Study of passive film formation on graphite surface lithiated in the polysiloxane based electrolyte for the application to lithium secondary battery

The solid electrolyte interface (SEI) which passivates the carbonaceous material in an organic electrolyte is at the forefront of battery research because the nature of the SEI strongly affects lithium ion battery performance. Aside from lithium ion cells, the lithium cell with polymer electrolyte has received considerable attention because of efforts to improve lithium cell safety. However, the nature of the SEI on the carbonaceous material in a polymer electrolyte is not understood in depth to the same extent as the SEI in organic electrolytes. In this project, siloxane-based electrolyte was studied to improve safety and performance of lithium secondary cells, and the SEI on the carbonaceous materials charged in the siloxane-based electrolyte was investigated.
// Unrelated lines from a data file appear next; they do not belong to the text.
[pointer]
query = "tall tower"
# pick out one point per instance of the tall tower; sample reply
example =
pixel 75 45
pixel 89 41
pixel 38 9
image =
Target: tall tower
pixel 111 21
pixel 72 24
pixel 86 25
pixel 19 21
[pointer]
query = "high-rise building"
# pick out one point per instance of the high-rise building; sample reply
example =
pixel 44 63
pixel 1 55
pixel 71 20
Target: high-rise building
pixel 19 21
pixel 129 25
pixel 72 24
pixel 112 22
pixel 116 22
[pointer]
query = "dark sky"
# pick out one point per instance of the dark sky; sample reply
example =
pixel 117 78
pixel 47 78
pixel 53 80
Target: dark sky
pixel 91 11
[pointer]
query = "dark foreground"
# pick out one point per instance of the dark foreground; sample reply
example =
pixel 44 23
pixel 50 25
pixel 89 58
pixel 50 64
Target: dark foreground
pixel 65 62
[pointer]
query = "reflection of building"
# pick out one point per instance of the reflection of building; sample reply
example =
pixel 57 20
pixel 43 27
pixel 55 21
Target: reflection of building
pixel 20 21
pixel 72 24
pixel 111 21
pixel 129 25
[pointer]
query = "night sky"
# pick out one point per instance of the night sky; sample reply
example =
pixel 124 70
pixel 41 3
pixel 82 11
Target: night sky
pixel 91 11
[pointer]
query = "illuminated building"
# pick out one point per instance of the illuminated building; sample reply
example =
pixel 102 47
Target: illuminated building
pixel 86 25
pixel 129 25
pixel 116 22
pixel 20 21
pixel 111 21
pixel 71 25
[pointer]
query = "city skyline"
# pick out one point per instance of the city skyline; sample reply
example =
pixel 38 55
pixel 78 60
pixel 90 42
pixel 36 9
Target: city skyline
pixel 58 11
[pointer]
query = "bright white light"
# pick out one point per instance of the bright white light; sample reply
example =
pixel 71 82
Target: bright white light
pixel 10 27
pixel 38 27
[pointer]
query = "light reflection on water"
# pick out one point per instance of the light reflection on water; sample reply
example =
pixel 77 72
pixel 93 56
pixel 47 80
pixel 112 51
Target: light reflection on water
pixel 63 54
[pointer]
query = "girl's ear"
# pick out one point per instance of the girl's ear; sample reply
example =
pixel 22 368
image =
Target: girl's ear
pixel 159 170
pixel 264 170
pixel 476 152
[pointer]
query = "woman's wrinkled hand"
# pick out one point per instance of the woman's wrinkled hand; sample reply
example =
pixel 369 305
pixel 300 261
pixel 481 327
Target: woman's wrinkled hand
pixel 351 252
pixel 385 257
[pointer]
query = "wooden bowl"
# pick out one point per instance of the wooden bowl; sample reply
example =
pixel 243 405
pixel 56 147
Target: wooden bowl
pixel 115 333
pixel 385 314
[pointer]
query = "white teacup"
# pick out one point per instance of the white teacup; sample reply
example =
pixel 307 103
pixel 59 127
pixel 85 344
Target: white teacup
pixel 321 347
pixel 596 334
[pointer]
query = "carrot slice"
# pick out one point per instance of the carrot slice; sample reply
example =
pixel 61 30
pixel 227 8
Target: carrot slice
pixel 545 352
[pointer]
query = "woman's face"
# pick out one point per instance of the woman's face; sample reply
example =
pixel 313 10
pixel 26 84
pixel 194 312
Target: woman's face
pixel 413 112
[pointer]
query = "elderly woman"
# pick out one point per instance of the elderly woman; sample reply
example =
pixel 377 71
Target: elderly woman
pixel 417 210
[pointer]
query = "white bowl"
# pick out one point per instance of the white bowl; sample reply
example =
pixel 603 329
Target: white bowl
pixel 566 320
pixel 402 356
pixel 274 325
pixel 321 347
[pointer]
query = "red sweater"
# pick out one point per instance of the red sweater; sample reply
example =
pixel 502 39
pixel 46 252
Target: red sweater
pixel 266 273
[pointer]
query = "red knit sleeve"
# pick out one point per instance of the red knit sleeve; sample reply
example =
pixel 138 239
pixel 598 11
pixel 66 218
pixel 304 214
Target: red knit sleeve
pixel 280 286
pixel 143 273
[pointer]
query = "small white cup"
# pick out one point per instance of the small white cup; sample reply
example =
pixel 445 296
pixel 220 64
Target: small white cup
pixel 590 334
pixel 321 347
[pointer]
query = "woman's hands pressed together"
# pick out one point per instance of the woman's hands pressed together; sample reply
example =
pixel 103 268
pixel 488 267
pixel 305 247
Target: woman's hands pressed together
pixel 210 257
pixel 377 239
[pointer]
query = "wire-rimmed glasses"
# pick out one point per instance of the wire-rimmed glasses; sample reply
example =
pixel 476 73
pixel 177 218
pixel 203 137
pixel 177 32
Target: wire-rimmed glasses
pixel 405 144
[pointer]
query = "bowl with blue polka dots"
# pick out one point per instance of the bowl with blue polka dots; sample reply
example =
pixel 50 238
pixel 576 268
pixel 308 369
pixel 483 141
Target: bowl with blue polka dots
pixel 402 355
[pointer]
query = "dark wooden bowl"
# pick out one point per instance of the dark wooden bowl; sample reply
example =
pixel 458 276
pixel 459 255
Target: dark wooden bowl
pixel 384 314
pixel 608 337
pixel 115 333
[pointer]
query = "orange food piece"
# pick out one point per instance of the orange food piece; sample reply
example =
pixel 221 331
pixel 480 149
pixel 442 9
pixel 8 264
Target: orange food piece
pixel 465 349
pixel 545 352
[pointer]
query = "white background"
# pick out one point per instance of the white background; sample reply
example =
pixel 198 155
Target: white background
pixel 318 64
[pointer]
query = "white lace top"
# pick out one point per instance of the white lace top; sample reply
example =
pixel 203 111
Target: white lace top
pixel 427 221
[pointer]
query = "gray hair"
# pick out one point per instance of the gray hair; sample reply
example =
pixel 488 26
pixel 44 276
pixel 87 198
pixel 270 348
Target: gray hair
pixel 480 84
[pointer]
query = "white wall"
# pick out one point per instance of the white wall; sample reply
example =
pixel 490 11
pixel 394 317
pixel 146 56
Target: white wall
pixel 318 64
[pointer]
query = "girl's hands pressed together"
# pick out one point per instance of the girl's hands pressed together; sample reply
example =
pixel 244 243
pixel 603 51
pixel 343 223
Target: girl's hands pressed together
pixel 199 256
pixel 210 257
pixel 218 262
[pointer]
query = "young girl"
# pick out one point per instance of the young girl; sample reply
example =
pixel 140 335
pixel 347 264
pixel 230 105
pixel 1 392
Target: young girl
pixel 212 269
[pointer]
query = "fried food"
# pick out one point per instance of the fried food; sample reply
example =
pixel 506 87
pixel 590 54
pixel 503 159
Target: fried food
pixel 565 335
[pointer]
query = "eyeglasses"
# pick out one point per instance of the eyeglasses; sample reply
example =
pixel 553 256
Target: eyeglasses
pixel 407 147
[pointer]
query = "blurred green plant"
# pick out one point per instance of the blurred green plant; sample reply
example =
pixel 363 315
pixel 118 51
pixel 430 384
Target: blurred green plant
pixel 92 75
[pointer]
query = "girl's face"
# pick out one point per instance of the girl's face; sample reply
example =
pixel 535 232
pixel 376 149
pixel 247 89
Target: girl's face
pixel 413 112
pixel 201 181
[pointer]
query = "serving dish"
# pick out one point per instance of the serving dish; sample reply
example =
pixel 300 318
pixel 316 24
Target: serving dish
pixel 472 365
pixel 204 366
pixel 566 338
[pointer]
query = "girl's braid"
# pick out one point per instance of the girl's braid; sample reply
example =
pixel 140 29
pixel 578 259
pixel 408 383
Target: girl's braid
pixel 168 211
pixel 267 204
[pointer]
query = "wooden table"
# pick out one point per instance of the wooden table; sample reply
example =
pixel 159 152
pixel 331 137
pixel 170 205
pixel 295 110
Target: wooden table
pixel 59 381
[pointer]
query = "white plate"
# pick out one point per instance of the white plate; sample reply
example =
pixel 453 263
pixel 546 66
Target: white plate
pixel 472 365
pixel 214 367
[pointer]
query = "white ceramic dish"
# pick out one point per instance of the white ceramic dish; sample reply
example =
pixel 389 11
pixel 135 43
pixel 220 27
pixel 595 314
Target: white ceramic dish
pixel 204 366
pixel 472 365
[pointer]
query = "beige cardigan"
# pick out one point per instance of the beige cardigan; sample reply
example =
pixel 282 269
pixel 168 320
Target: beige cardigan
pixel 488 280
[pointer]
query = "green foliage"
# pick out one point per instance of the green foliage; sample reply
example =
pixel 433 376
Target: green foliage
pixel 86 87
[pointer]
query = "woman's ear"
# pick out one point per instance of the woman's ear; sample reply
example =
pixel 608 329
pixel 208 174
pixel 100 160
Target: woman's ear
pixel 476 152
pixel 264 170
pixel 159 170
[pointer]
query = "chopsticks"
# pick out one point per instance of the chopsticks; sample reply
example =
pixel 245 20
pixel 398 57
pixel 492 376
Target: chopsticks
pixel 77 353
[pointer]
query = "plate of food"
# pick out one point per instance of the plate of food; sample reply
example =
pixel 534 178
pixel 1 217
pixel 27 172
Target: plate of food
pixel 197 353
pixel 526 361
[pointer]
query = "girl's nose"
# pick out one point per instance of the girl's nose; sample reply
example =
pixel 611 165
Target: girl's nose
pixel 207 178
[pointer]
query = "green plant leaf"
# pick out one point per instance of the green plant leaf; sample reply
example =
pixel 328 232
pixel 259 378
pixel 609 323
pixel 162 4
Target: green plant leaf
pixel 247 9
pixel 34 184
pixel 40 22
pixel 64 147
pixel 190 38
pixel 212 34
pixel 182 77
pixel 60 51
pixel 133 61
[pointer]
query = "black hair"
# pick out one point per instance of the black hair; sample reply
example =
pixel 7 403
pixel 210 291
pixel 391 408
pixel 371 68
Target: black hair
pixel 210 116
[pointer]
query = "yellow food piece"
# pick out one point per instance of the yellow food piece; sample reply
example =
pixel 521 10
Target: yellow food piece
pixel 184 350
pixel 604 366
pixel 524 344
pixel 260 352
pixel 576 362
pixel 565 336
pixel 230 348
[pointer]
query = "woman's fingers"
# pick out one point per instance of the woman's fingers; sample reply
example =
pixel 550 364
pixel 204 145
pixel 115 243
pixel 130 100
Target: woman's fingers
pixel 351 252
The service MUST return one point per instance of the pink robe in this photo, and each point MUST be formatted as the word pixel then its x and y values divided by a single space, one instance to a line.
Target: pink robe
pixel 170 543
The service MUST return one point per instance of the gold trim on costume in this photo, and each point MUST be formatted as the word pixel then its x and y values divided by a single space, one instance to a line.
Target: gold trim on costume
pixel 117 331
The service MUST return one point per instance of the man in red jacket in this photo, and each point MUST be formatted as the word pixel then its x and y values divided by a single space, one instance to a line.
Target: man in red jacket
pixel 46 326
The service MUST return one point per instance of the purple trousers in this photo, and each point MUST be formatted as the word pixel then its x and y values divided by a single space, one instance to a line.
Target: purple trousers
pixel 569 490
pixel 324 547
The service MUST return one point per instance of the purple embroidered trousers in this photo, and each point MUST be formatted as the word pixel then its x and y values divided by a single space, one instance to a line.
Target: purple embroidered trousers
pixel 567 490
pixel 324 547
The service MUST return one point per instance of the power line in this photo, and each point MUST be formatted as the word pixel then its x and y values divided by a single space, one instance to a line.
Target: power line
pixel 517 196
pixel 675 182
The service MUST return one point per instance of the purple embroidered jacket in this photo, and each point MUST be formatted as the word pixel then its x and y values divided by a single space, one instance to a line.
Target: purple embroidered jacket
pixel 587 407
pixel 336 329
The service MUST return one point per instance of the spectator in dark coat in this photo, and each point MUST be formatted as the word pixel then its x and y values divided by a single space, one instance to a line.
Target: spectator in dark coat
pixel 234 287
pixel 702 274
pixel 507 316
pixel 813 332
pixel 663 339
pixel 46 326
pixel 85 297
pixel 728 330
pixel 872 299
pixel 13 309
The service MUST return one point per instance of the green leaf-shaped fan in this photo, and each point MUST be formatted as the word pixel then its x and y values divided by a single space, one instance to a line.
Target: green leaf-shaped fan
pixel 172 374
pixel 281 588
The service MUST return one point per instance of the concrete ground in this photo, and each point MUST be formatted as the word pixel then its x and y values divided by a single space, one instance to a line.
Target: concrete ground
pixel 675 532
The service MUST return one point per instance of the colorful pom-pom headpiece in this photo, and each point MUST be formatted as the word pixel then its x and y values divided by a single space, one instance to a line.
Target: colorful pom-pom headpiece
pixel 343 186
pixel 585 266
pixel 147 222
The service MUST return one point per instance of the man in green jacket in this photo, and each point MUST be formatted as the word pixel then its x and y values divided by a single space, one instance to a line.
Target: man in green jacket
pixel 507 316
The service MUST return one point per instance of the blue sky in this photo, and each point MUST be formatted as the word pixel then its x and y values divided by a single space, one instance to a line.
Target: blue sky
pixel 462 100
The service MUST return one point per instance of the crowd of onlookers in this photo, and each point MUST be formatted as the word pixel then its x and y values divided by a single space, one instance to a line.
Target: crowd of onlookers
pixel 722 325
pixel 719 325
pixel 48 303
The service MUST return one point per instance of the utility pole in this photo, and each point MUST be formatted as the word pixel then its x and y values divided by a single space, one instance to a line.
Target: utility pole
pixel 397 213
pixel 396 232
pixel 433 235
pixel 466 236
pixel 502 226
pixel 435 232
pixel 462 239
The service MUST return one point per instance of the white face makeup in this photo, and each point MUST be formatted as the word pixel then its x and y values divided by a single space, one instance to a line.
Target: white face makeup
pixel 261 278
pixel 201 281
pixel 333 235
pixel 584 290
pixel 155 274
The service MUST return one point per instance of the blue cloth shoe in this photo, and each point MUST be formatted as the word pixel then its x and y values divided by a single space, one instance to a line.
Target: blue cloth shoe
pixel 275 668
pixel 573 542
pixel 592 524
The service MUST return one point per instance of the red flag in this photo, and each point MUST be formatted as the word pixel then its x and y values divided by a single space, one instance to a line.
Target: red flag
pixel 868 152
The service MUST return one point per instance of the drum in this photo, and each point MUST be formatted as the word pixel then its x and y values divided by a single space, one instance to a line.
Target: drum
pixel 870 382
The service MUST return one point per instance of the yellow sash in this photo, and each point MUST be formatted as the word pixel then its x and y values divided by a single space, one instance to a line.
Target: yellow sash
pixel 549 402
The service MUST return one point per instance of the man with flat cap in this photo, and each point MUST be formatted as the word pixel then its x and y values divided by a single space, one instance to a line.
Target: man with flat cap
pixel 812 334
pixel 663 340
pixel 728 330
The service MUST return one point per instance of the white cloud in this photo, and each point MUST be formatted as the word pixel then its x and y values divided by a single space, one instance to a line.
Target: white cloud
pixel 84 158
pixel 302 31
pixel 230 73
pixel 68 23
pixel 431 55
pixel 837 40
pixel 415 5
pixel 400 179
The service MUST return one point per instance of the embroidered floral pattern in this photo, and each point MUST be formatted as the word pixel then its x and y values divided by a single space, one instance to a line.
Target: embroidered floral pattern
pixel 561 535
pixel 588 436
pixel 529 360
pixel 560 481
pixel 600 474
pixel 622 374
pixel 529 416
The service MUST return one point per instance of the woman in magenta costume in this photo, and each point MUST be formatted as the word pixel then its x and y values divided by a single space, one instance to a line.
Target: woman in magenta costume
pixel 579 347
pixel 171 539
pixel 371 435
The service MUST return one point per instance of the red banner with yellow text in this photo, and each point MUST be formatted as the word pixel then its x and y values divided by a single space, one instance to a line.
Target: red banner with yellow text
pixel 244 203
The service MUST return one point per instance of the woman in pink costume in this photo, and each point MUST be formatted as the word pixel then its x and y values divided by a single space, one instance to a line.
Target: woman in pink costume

Two types of SEI films were observed to form on the highly oriented pyrolytic graphite (HOPG) lithiated in the siloxane-based electrolyte. These films were morphologically and compositionally distinct, and were described as island-like and gel-like. In addition, electrochemical impedance analysis was performed with an electrochemical cell containing a thin graphite electrode to clarify the electrical characteristics of the SEI. The value of the charge transfer resistance, Rct, for siloxane-based electrolyte was two orders of greater than conventional carbonate-based electrolytes. Electrolyte additives, such as vinyl ethylene carbonate (VEC), the type of electrolyte salt, and siloxane molecule structure reduced the value of Rct. Based on FT-IR spectra, the SEI was composed of the flexible groups -Si-O- and -C-O-. These flexible function groups are expected to absorb the volumetric changes of graphite particles during lithiating and delithiating in an electrochemical cell, which will prevent continuous decomposition of siloxane electrolyte on the graphite surface. In addition, the surface species on the lithium transition metal oxide (LiMeO2) delithiated in the polysiloxane-based electrolyte was investigated. The result indicated that the cathode potential should not exceed 4.1V vs. Li/Li+ to ensure long-term cell performance and to prevent electrolyte decomposition. Lastly, the charge and discharge performance of the electrochemical cell comprised of LiMeO2 cathode/polysiloxane-based electrolyte/graphite anode were evaluated for practical use, and the commercial feasibility of a lithium battery containing a polysiloxane-based electrolyte was demonstrated.